May 20th 2009, Risk Appetite Debate Remains Strong

The USD continued to lose ground to the major currencies on Tuesday, but this was not the entire story. The greenback started the day off with steep losses against the EUR and GBP and appeared to be at risk of capitulating against them. However, upon the release of the U.S. housing sector data which produced unexpectedly negative figures, the USD actually fought back from its losses and settled within its range. Why would it do such a thing? Because those who have shown a high degree of risk appetite within the equities markets may have been taken aback by numbers that showed once again the sun may not be ready to shine within the U.S. economy. Building Permits figures turned in a number of 0.49 million compared to the forecast of 0.53 million and the previous result of 0.51 million. This was a disappointing number in many ways and the Housing Starts figures did nothing to make anyone happier coming in with an outcome of 0.46 million, below the estimate of 0.52 million.
The U.S. will release its FOMC Meeting Minutes today and while it is a certainty that no change will be made pertaining to the interest rate, what investors will be looking for rhetoric about quantitative easing. The currency markets are being affected by the prevailing sentiment which has been directly expressed by the positive results in the international equities markets. Wall Street declined yesterday when the poor housing sector numbers were published but did not show protracted weakness. Tomorrow weekly Unemployment Claims will be on cue and the Philly Fed Manufacturing Index is on schedule too. Both of these reports will be watched closely by traders who are trying to take advantage of market gyrations and investors who are still on the fence. The USD is again within the weaker realm of its range against the EUR and GBP. The greenback will continue to see its trend tested as the prospects of future growth are argued.
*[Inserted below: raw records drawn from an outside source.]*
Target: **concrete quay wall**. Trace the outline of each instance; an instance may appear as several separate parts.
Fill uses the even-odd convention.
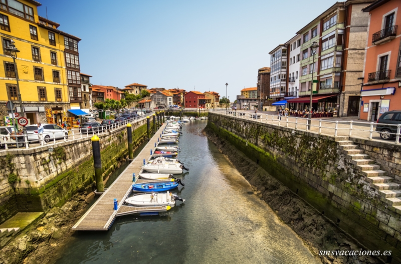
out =
[[[213,112],[208,128],[366,248],[391,250],[392,262],[401,262],[401,210],[386,202],[339,142],[352,142],[394,183],[401,175],[401,146],[301,130],[291,136],[292,128]]]
[[[135,149],[147,138],[146,120],[132,124],[131,129]],[[98,136],[104,180],[128,154],[127,128]],[[18,212],[46,212],[94,186],[91,137],[2,152],[0,166],[0,223]]]

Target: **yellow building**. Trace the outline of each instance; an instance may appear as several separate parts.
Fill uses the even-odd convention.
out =
[[[245,98],[258,98],[258,88],[244,88],[241,90],[241,95]]]
[[[58,30],[59,24],[39,16],[41,5],[34,0],[0,0],[0,125],[9,116],[7,101],[13,101],[21,112],[17,73],[25,116],[30,124],[52,118],[60,124],[67,110],[80,108],[81,40]],[[13,54],[6,50],[12,40],[20,51],[17,53],[17,72]]]

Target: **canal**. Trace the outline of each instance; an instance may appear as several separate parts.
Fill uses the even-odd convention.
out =
[[[58,264],[319,263],[203,134],[183,126],[178,158],[186,200],[160,216],[117,218],[106,232],[77,232]]]

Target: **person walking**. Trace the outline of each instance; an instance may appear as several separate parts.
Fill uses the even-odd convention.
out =
[[[38,134],[39,135],[39,141],[41,144],[47,145],[47,143],[43,140],[43,130],[45,128],[40,123],[38,123]]]

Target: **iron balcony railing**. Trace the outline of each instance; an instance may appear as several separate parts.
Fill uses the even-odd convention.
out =
[[[374,43],[386,38],[397,36],[397,26],[393,26],[376,32],[372,36],[372,43]]]
[[[377,82],[378,80],[390,80],[390,74],[391,70],[379,70],[374,72],[370,72],[367,74],[367,82]]]

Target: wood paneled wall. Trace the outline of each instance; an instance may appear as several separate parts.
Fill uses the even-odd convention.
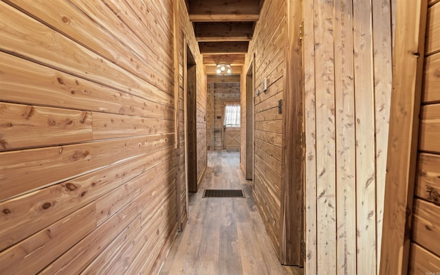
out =
[[[304,2],[307,274],[379,268],[391,10],[388,0]]]
[[[249,63],[248,58],[248,63]],[[250,61],[252,62],[252,61]],[[250,66],[250,64],[248,64],[248,66]],[[246,176],[246,135],[248,133],[246,131],[246,128],[248,125],[248,121],[246,120],[246,110],[248,108],[250,108],[250,107],[248,107],[246,104],[246,74],[247,72],[245,72],[245,69],[243,67],[243,72],[241,72],[241,81],[240,82],[240,112],[241,113],[241,116],[240,117],[240,120],[241,122],[241,133],[240,133],[240,168],[241,168],[241,170],[243,171],[245,177]]]
[[[0,274],[157,272],[177,226],[173,1],[0,1]]]
[[[440,2],[432,1],[427,13],[410,274],[440,272],[440,90],[437,85],[440,67],[439,27]]]
[[[223,112],[226,104],[240,104],[239,82],[210,82],[208,98],[212,105],[207,110],[208,119],[207,128],[210,130],[212,150],[223,148]],[[220,118],[217,118],[220,117]]]
[[[283,98],[285,83],[286,10],[285,0],[264,2],[246,55],[242,72],[244,76],[241,78],[242,80],[245,80],[255,55],[256,88],[262,91],[261,83],[266,78],[267,90],[255,98],[254,197],[280,258],[283,120],[283,114],[278,113],[278,100]],[[242,82],[243,102],[246,89],[245,81]],[[242,124],[245,121],[242,116]],[[241,143],[241,151],[246,151],[245,142]],[[241,165],[245,166],[245,163]]]
[[[197,189],[200,184],[200,182],[203,175],[206,170],[208,165],[208,155],[206,147],[206,94],[207,85],[206,76],[203,65],[203,57],[200,54],[199,45],[195,39],[195,34],[192,25],[189,19],[189,15],[186,4],[184,0],[179,1],[179,131],[180,131],[180,152],[181,152],[181,187],[179,189],[180,196],[180,207],[182,214],[181,219],[184,223],[186,219],[186,182],[185,173],[185,98],[184,93],[186,91],[186,50],[185,50],[188,45],[191,54],[192,54],[196,63],[196,121],[197,121],[197,133],[196,138],[197,140]],[[187,177],[186,177],[187,179]]]
[[[208,83],[206,96],[206,140],[208,149],[214,146],[214,82]]]
[[[440,3],[399,4],[397,16],[380,274],[436,274],[440,272]]]

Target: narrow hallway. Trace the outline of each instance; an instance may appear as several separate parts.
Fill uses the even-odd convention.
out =
[[[280,265],[239,157],[238,151],[208,151],[201,188],[190,193],[186,227],[160,274],[302,274],[302,269]],[[203,198],[208,188],[243,189],[246,198]]]

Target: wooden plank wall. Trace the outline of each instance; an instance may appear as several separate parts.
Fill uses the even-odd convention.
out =
[[[212,112],[212,144],[214,150],[223,148],[223,112],[226,104],[240,104],[239,82],[212,82],[213,109]],[[220,118],[217,118],[220,117]]]
[[[208,83],[206,96],[206,140],[208,150],[214,144],[214,82]]]
[[[440,2],[428,8],[410,274],[440,272]]]
[[[264,1],[242,74],[245,79],[255,54],[256,88],[262,91],[261,81],[267,79],[267,90],[255,98],[254,197],[280,259],[283,120],[283,114],[278,113],[278,100],[283,99],[285,82],[286,10],[285,0]],[[242,82],[243,100],[245,81]],[[243,118],[242,123],[244,120]],[[241,151],[245,152],[245,141]]]
[[[186,4],[184,0],[178,0],[179,3],[179,8],[181,9],[180,14],[180,33],[179,33],[179,45],[180,45],[180,53],[179,63],[179,86],[180,87],[180,102],[179,106],[181,110],[184,109],[184,86],[185,80],[184,78],[184,68],[186,67],[186,64],[184,65],[186,60],[186,58],[184,56],[184,47],[186,47],[186,45],[184,45],[184,41],[186,41],[188,46],[191,51],[192,54],[194,56],[196,63],[196,82],[197,82],[197,111],[196,111],[196,120],[197,120],[197,189],[204,173],[208,165],[207,158],[207,148],[206,148],[206,95],[207,95],[207,84],[206,76],[203,65],[203,57],[200,54],[199,50],[199,45],[195,39],[195,34],[194,34],[194,30],[192,25],[190,22],[189,15],[186,8]],[[184,222],[184,219],[186,217],[186,182],[184,179],[186,177],[185,174],[185,123],[184,118],[186,114],[184,111],[180,113],[180,148],[181,149],[181,170],[182,170],[182,182],[181,182],[181,211],[182,214],[184,214],[181,217],[184,219],[182,222]]]
[[[379,268],[391,16],[389,1],[304,4],[307,274]]]
[[[157,272],[177,225],[173,15],[0,1],[2,274]]]
[[[240,112],[241,116],[240,118],[241,122],[240,133],[240,168],[243,170],[243,175],[246,176],[246,127],[248,125],[246,120],[246,74],[245,72],[246,69],[243,67],[241,72],[241,81],[240,82]]]

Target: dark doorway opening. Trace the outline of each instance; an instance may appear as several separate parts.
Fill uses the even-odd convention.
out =
[[[197,72],[194,56],[186,46],[186,142],[188,190],[197,192]]]
[[[246,74],[246,179],[254,179],[254,64]]]

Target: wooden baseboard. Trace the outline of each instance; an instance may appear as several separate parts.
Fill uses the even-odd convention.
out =
[[[240,162],[240,168],[241,168],[241,171],[243,172],[243,175],[244,175],[245,176],[245,179],[246,178],[246,170],[245,170],[245,168],[243,167],[243,164],[241,162]]]
[[[156,258],[155,265],[151,270],[151,274],[159,274],[160,273],[160,271],[164,266],[164,263],[165,263],[165,260],[168,258],[168,254],[177,236],[177,223],[176,223],[170,230],[168,238],[166,238],[166,241],[165,241],[164,247],[160,250],[160,253],[159,253],[157,258]]]
[[[197,180],[197,191],[199,190],[199,188],[200,187],[200,184],[201,184],[201,181],[204,179],[205,177],[205,173],[206,173],[206,169],[208,168],[208,165],[205,165],[204,168],[204,171],[201,173],[201,175],[200,178]]]

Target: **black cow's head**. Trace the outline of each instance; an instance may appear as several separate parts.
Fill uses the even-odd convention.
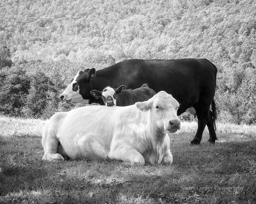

The EUR gained in value against the USD on Tuesday as the German ZEW Economic Sentiment report produced a good reading of 31.0, exceeding the forecast of 13.0 by a substantial amount. The broad European ZEW also brought positive data coming in with a figure of 28.5 compared to the estimate of 15.0. While these publications were no doubt good and reflect the viewpoints of others that the economic conditions are beginning to stabilize it should be pointed out for contrast that the Italian Trade Balance statistics were quite disappointing. Europe will be going into a long holiday weekend for the most part tomorrow. The Germans are scheduled to release their PPI data today and tomorrow will see a bunch of PMI Flash Manufacturing & Services reports. Inflation data from Germany today will not provide much of a punch and with most Europeans on holiday starting tomorrow we could see the EUR set to trade in a dollar centric fashion based on risk sentiment.
The Sterling continued to reach for new heights within its range against the USD and has shown that its trend may be nothing to stand in front of quite yet. The U.K. released its CPI and RPI data on Tuesday and they produced slightly negative numbers showing that inflation remains dormant at best. Today the CBI Industrial Order Expectations survey will be published and it is anticipated to have a reading of minus -50. Also the Bank of England will publish its MPC Meeting Minutes but little in the way of earth shattering news is expected. Tomorrow the U.K. will release its Retail Sales statistics and Friday will see Revised GDP numbers. With both of these reports standing in the shadows it is possible that we could see some volatility in the GBP in the coming days particularly with the Sterling perched at its highs against the USD and political instability in the U.K. palpable.

The JPY turned in a rather consolidated day of trading against the majors as international equity markets turned in rather mixed results. The economy of Japan continues to be roiled by bad data and the GDP release produced abysmal figures late last night. It is clear that the strong JPY is causing major problems for Japanese business and speculation about a possible intervention from the Bank of Japan is still a talking point among traders. Gold found itself around the 926.00 USD mark and continues to show that uncertainty prevails even though there has been a groundswell of people saying that the international economies are starting to stabilize. The JPY remains within a juncture that is interesting. It would be devastating for the Japanese to have the JPY get much stronger but because risk averse investors are abundant it seems to be caught in a web.